SA: I think our hope is that this story inspires people living with all sorts of disabilities and illnesses to believe in their individual power and in their collective power to drive change. And we hope that what we’ve done can serve as some version of a playbook for others. Certainly we made lots of mistakes as we went along the way but we want to share what we learned and what we did and how we did it with people from all walks of life to inspire, to support and to bring other patients forward and help change the healthcare system with a patient-first movement across the country.
BW: And to add to that, what often happens is that we think of patients in the abstract. So one of the main reasons why we agreed to do the film was to help people who are not living with ALS or another disease understand that we are people just like them. We all have burdens and this is ours. And what we hope will happen is that people hear us and realize that they can help move the fight forward and that there is real hope for the first time ever. They can be a part of taking a disease that has been fatal for 150 years and make it chronic. And that we can do that not only with ALS but for many other diseases — if we make it a priority.
What does the road to curing ALS look like? How do we get there?
BW: The good news is for the first time ever there is an amazing pipeline of new treatments for ALS that have the ability to actually slow or stop the disease. That is everything. One important thing [about] ALS, because the causes of it overlap with Parkinson’s, Alzheimer’s and other neurodegenerative diseases, if we are able to slow or stop ALS, it will unlock treatment for other neurodegenerative diseases [as well].

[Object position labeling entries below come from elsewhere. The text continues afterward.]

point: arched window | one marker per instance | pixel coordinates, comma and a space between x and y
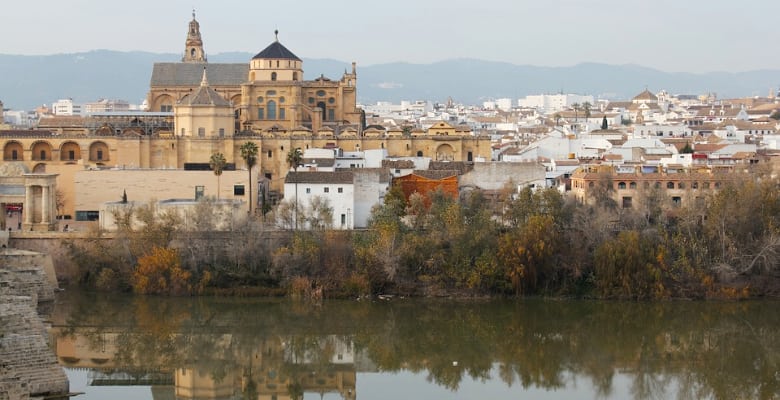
321, 106
271, 106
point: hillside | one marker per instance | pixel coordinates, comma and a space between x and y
29, 81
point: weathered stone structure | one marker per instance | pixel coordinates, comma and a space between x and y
28, 366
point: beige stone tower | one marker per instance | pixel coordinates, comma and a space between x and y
193, 47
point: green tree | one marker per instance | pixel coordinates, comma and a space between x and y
217, 164
294, 160
249, 153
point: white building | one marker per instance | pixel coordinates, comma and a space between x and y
65, 107
105, 105
349, 194
549, 103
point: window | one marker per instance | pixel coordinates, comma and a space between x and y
271, 109
87, 215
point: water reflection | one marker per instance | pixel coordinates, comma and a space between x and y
274, 349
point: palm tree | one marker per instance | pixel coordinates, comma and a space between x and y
576, 107
249, 154
217, 164
294, 159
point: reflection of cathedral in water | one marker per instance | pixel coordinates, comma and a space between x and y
276, 368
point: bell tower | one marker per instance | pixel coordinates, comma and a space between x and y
193, 47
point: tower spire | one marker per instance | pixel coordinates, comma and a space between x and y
204, 81
193, 46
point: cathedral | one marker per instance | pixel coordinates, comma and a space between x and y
267, 93
196, 109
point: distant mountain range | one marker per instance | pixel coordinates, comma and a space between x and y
29, 81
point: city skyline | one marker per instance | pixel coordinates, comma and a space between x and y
698, 36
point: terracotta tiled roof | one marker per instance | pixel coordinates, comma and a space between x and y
645, 95
61, 121
398, 164
343, 177
435, 175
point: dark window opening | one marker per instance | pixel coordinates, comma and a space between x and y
87, 215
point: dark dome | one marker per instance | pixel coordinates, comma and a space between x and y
276, 51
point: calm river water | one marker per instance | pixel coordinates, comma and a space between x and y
128, 347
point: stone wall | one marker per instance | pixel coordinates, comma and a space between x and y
28, 366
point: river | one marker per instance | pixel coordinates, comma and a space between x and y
132, 347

Most people think of ALS and they think it is hopeless. But what we want to do with the film is two things. Number one, we want to help people embrace ALS through our love story because that is the basis upon which we have built our efforts. And number two, we want people to understand that ALS is not hopeless. Instead, we have a community that is achieving victory after victory, that were each supposed to be impossible.
For those looking to learn more about ALS and its related diseases, visit the I AM ALS website, where donations can also be made. For more content on the Chicago International Film Festival, check out our coverage from this year’s festival.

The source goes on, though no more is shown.